Scobie lanzó la célula como si fuera una pelota de béisbol, mandándola con gran fuerza a lo lejos ayudado por el débil campo gravitatorio de Japeto. Mientras iba girando, su alambre incandescente dibujaba ante sus ojos una fascinante sucesión de trazos. Cayó un poco más allá del borde, en el glaciar.
Los gases helados se vaporizaron y una nube brevemente recondensada giró en lo alto, antes de volver a perderse. Un surtidor blanco se había alzado contra las estrellas.

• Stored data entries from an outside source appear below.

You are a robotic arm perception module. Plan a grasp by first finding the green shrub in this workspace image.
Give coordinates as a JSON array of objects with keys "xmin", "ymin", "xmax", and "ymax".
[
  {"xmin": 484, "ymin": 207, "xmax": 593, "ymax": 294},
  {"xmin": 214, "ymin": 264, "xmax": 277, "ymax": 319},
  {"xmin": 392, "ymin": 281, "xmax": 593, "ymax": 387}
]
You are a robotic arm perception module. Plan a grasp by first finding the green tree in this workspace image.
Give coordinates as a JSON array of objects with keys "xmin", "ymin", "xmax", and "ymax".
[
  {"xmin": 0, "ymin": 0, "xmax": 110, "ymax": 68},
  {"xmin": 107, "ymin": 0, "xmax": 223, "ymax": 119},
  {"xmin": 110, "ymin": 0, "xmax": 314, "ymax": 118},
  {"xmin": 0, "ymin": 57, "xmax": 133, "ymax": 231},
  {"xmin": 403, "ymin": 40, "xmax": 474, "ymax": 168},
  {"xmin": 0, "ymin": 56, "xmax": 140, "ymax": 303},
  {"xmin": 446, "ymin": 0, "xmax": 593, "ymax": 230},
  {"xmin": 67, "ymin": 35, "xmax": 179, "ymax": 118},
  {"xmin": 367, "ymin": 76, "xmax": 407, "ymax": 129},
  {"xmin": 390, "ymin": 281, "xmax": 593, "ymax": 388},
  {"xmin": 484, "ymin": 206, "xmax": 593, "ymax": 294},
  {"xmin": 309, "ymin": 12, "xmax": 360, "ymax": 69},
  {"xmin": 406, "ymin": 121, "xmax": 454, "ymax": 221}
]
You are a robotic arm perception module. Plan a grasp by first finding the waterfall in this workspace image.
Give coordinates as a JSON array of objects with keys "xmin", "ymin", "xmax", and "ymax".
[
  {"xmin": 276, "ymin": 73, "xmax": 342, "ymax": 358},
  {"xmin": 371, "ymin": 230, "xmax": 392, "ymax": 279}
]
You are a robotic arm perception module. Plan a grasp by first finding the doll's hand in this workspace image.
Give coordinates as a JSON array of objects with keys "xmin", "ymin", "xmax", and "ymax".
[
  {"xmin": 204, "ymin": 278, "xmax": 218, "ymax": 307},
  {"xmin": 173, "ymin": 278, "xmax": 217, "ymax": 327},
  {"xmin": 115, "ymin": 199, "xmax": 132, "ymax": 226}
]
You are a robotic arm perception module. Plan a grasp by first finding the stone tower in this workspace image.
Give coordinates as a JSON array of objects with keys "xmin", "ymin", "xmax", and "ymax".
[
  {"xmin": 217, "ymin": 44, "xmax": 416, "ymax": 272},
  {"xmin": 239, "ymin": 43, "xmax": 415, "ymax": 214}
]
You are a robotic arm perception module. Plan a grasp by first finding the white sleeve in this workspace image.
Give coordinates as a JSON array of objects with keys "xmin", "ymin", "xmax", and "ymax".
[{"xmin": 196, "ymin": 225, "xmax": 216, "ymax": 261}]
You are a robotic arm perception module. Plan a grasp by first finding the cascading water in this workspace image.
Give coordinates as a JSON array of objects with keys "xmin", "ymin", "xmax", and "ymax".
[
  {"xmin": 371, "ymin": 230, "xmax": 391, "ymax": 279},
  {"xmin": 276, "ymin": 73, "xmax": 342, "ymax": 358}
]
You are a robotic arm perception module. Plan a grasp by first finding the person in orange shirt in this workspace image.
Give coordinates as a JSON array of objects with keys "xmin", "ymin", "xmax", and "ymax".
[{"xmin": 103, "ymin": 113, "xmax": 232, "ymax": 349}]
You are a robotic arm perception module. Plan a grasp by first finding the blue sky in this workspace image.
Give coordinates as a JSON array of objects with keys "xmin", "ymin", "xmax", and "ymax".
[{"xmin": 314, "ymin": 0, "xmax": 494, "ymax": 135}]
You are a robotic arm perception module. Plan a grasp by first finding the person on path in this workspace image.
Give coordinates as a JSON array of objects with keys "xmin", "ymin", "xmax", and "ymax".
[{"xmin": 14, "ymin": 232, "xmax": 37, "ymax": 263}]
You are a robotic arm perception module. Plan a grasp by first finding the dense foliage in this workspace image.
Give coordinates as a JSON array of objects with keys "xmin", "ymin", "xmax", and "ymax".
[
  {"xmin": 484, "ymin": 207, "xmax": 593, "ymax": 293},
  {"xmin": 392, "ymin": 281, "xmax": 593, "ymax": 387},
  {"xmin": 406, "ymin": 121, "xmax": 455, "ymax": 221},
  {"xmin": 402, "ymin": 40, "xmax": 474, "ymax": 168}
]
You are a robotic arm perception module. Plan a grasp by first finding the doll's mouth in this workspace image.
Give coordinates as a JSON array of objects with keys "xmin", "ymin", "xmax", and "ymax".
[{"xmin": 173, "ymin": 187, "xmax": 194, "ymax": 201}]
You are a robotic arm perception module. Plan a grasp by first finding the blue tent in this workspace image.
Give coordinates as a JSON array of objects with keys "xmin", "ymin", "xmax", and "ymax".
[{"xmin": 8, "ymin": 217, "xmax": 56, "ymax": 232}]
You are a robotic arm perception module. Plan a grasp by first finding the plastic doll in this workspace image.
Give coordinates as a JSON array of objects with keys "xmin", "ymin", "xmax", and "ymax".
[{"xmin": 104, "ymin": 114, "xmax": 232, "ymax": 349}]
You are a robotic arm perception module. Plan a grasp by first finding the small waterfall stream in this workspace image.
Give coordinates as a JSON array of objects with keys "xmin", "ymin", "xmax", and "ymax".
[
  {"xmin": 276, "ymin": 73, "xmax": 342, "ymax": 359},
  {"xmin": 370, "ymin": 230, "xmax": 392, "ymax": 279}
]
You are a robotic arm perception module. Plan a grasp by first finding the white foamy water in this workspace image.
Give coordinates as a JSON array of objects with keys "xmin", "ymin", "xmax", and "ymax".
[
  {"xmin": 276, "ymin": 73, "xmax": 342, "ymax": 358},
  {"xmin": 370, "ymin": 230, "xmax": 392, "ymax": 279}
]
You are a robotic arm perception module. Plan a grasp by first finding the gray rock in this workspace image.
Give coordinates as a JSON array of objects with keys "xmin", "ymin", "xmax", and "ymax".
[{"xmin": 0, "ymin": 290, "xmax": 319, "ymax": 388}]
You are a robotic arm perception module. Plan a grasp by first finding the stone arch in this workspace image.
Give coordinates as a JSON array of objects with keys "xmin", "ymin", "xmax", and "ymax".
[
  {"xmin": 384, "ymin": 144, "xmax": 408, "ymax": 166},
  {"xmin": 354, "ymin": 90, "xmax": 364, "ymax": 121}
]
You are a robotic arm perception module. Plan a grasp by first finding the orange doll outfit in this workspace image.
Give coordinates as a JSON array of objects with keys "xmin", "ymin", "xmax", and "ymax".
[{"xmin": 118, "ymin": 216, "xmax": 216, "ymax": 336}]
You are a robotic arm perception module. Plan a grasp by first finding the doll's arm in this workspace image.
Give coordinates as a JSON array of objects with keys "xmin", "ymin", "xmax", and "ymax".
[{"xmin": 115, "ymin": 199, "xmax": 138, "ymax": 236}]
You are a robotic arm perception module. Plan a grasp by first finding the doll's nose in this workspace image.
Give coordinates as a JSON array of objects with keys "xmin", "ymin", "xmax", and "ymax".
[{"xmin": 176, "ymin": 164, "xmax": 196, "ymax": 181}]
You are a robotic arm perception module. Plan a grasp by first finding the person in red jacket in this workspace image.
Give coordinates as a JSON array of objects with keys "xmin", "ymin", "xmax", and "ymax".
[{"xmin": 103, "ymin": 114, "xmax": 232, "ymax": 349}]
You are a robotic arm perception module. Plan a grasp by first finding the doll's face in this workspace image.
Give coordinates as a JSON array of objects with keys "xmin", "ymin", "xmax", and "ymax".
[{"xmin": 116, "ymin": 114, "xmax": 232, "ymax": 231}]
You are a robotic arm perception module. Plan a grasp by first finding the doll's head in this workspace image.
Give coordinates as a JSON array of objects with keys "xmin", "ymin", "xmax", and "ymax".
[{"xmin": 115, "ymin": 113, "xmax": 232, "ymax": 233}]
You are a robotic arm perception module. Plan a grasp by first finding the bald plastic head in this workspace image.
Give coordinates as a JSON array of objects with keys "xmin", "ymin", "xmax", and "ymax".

—¡Os veo! —gritó Danzig—. Veo vuestro faro, ya tengo mi señal de guía. ¡Me pondré en camino ahora mismo! ¡Traeré cuerda, unidades de energía de recambio, todo!
Scobie se dejó deslizar hasta el suelo, apretándose el flanco izquierdo. Broberg se arrodilló y le abrazó con cuidado, como si alguno de los dos pudiera tocar físicamente su dolor. Ya no importaba. El dolor no duraría mucho más.
—¿A qué altura crees que ha subido el surtidor de gases? —preguntó Danzig, con voz algo más tranquila.
—Unos cien metros —replicó Broberg después de pensarlo.
—Oh, maldita sea, con estos guantes es muy difícil hacer funcionar la calculadora. Bien, a juzgar por lo que yo he observado, estoy separado de vosotros por unos diez o quince kilómetros. Dadme una hora o un poco más para llegar hasta ahí y localizaros con exactitud. ¿De acuerdo?
Broberg comprobó los indicadores.
—Sí, pero bastante justo. Reduciremos nuestros termostatos y nos quedaremos muy quietos para hacer menor la demanda de oxígeno. Pasaremos bastante frío, pero sobreviviremos.
—Puede que llegue antes —dijo Danzig—, ese era un cálculo para el peor de los casos. De acuerdo, voy a salir. Nada de conversación hasta que nos encontremos. No pienso correr riesgos inútiles, pero necesitaré conservar el aliento para ir todo lo rápido que pueda.
Quienes le aguardaban oyeron levemente su respiración y luego el ruido de sus pisadas. El surtidor había muerto.
Permanecieron sentados, rodeándose la cintura con los brazos, y contemplaron la gloria que les contenía. Después de un tiempo de silencio, el hombre dijo:
—Bien, supongo que esto significa el final del juego. Para todos.
—Lo cierto es que debe ser sometido a un estricto control —respondió la mujer—. Pero me pregunto si lo abandonarán del todo ahí fuera.
—Si deben hacerlo, lo harán.
—Sí. Nosotros, tú y yo lo hicimos, ¿verdad?
Se volvieron hasta quedar cara a cara bajo aquel cielo gobernado por Saturno y en el que giraban enjambres de estrellas. No había nada que pudiera tamizar la luz de aquel sol que les revelaba el uno a la otra: ella era una mujer casada de mediana edad, él un hombre normal con tendencia a la soledad. Nunca volverían a jugar. No podían hacerlo.
En la sonrisa de Broberg había una mezcla de compasión y asombro.
—Amigo querido —empezó a decir.
Él alzó la mano con la palma hacia ella para impedir que siguiera hablando.
—Será mejor que no hablemos si no es por algo esencial —dijo—. Eso nos ahorrará un poco de oxígeno y así podremos estar un poco más calientes. ¿Intentamos dormir un poco?
Los ojos de Broberg parecieron dilatarse y volverse más oscuros.
—No me atrevo —le confesó—. No hasta que haya pasado el tiempo suficiente. Ahora podría soñar.